After successfully hosting the 2014 World Cup, Brazil is gearing up for another international tournament— the 2016 Olympics. However, not everyone is happy at the government’s preparations.
According to The Guardian, favela (slum) dwellers, who are mainly Black and brown, are complaining the government is carrying out multiple human rights abuses in order to prepare for the Olympics.
The Guardian reports that a coalition of activists led by the Comité Popular have complained of evictions, police violence and poor labor conditions. The group is calling for the International Olympics Committee to investigate potential human rights abuse.
A report titled, The Exclusion Games, said 4,120 families lost their homes and 2,486 have been threatened with eviction because of construction projects related to World Cup and the Olympics.
The Brazilian police have been accused in the past of operating deaths squads that “cleansed” children who were living on the streets.
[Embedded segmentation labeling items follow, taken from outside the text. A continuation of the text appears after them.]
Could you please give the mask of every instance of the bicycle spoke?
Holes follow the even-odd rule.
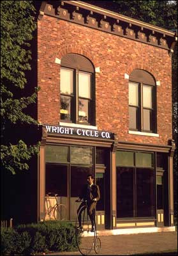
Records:
[[[80,214],[81,214],[81,228],[78,228],[80,227],[78,221]],[[80,209],[77,214],[75,225],[75,237],[78,250],[82,255],[87,255],[94,244],[95,232],[91,232],[88,230],[88,228],[91,228],[91,225],[85,206]]]

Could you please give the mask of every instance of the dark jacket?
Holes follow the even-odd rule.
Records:
[[[79,196],[80,199],[86,200],[87,201],[92,201],[93,199],[96,198],[98,201],[100,199],[100,189],[98,185],[93,184],[91,187],[89,194],[87,193],[88,185],[86,184],[84,186],[82,193]]]

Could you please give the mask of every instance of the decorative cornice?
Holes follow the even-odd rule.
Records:
[[[168,145],[171,146],[171,148],[169,150],[169,156],[173,157],[174,154],[174,151],[175,149],[175,143],[174,140],[172,139],[168,140]]]
[[[170,56],[177,40],[174,32],[80,1],[43,1],[38,19],[44,14],[165,49]]]

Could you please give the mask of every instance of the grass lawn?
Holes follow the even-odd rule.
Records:
[[[167,251],[163,252],[151,252],[148,253],[142,253],[142,254],[134,254],[134,255],[177,255],[177,251]]]

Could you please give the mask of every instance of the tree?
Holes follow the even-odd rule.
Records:
[[[1,162],[3,168],[13,174],[28,170],[27,161],[38,151],[38,144],[22,140],[22,130],[14,134],[20,125],[24,129],[27,125],[37,124],[27,109],[35,103],[38,89],[25,93],[26,76],[31,70],[29,42],[36,28],[32,2],[1,2]]]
It seems the same thing is happening now. The Exclusion Games report says there has been an increase in police and army violence as Brazil geared up to host these huge international sporting events.
According to a report from Terres De Hommes, a non-governmental organization, several children gave videotaped testimony describing how their communities were demolished to make room for the Olympic Park. A 13-year-old boy named Gabriel was shot after the army moved into the Complexo da Maré favela complex ahead of the World Cup.
Some children fared even worse than Gabriel. According to a report from Dundee University and Catholic University of Rio de Janeiro, several street children simply vanished after “social cleansing” programs.
Brazil prides itself on being a multiethnic country, where all of the races, Black, Caucasian, Native American, get along, but dig a little deeper and you’ll find tensions. Most of the people who live in the favelas are Black and brown, and most of the high-ranking politicians and wealthy elite are white, even though they may claim to have Black ancestry. Just like in America, race and wealth are often connected. In the 2010 census about 50 percent of the Brazilian population identified as Black. But according to IPEA, a government think thank, white income is double that of Blacks. The Economist also stated Blacks made up only 7 percent of Rio’s wealthier neighborhoods.
One of the reasons why the favela dwellers were able to be thrown out of their homes is because they had little political representation. Brazil appointed its first Supreme Court Justice Joaquim Barbosa in 2003. In a Reuters article, he complained about the glaring lack of Black people in government. According to The Voice, a paper that serves the Black community in Britain, although Brazil has the largest second largest population of Black people behind Nigeria, people of African descent are often found in low-level positions. The Voice said, “The person who takes your car keys, welcomes you into a shop or washes your dirty clothes in São Paulo is almost certain to be black or mixed.”
In many ways, Brazil is in need of Black pride movement similar to what happened in America in the 60s and 70s. (The government has implemented quotas to help boost the number of Black Brazilians admitted to college).
According to The Voice, this is beginning to happen in the major cities, Some Black people are beginning to wear their hair in Afros and hip-hop is extremely popular.
Malaak Shabazz, daughter of legendary civil rights activist Malcolm X, was a guest during Black Awareness Week, which is held on Nov. 20 in Brazil to honor the death of Zumbi, the leader of a revolt for enslaved Africans. During her visit, Shabazz was asked how Black Brazilians could be more like Black people in America.
“You have to heal the divisiveness here in the Black community. Some Blacks don’t even know they’re Black,” said Shabazz, according to The Voice. “Which, when they’re darker than you and their hair is nappier than mine, makes you think. We have that in the United States too. So it’s really a psychological thing, and cultural, so a lot of healing needs to go on.”